パメラは何の予告もなく、突然日本にやってきた。

今、成田空港に着いたから迎えにきて、とメールがきた。

仕方なく、おれはその日の仕事を休んで空港までパメラを迎えにいった。

パメラは到着ロビーの中のベンチに座って待っていた。

スーツケースは足元に転がっていた。

「よー、久しぶりだな? どうする? 浜松に向かうか? それとも・・・」

おれがそう言っていた時だった。

パメラはツカツカとおれの方に近づいてくると、突然おれの唇にキスしたのだった。

「・・・・・・」

突然の出来事におれは言葉を失った。

「浜松には行かない。アタシ、あんたを迎えにきたの・・・アタシと一緒にケラルクスに帰ろう」

「・・・えっ?」

突拍子もないパメラの言動におれは驚きっぱなしだった。

空港内は普通に稼働しているはずなのに、おれたち以外は全て止まっているようだった。

「金はどうするんだよ? まだいくらも貯まってないぞ」

「それは、後で考えればいいよ。
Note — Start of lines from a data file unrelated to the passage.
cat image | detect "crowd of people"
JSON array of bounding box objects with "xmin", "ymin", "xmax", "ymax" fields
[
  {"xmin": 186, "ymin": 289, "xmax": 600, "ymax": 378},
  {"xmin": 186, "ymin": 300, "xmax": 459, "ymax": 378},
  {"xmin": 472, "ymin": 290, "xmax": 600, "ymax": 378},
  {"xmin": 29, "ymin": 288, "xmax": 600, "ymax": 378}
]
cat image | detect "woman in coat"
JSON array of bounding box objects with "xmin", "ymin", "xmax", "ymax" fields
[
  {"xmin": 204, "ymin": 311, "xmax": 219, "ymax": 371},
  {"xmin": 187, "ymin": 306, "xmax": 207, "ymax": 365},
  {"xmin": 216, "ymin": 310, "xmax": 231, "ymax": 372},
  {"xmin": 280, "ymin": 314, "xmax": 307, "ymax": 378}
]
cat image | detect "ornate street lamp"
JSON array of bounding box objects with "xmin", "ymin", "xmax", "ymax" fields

今、重要なのはアタシたちの関係・・・」

パメラは真剣な眼差しで言った。

だが、パメラがおれに何を伝えたいのか、おれには瞬時に理解できた。

「・・・だから、アタシが言いたいのは・・・」

パメラがそう言い掛けた時だったが。

おれはパメラを抱き寄せ、パメラの唇にキスしたのだった。

パメラはウットリとした目付きでおれを見詰めていた。

おれはパメラから唇を離し、はっきりと言った。

「パメラ、おれと結婚しよう!」

「・・・うん」

パメラの眼から涙が溢れ出していた。

「さぁ、帰ろうか。ケラルクスに・・・」

おれはパメラに向かってそう言ったが、パメラはゲラゲラと笑だした。

「何言ってんの? すぐに帰るわけないじゃん。せっかく日本に来たんだから1週間ぐらいは観光していこうよ」

パメラのその言葉を聞いて、おれは笑だしていた。

久しぶりに腹が痛くなるほど笑ったような気がした。

パメラはパメラだな。

いつでも、どこでも・・・

パメラは勝手に歩き出していた。

おれはパメラのスーツケースを持ってその後を追った。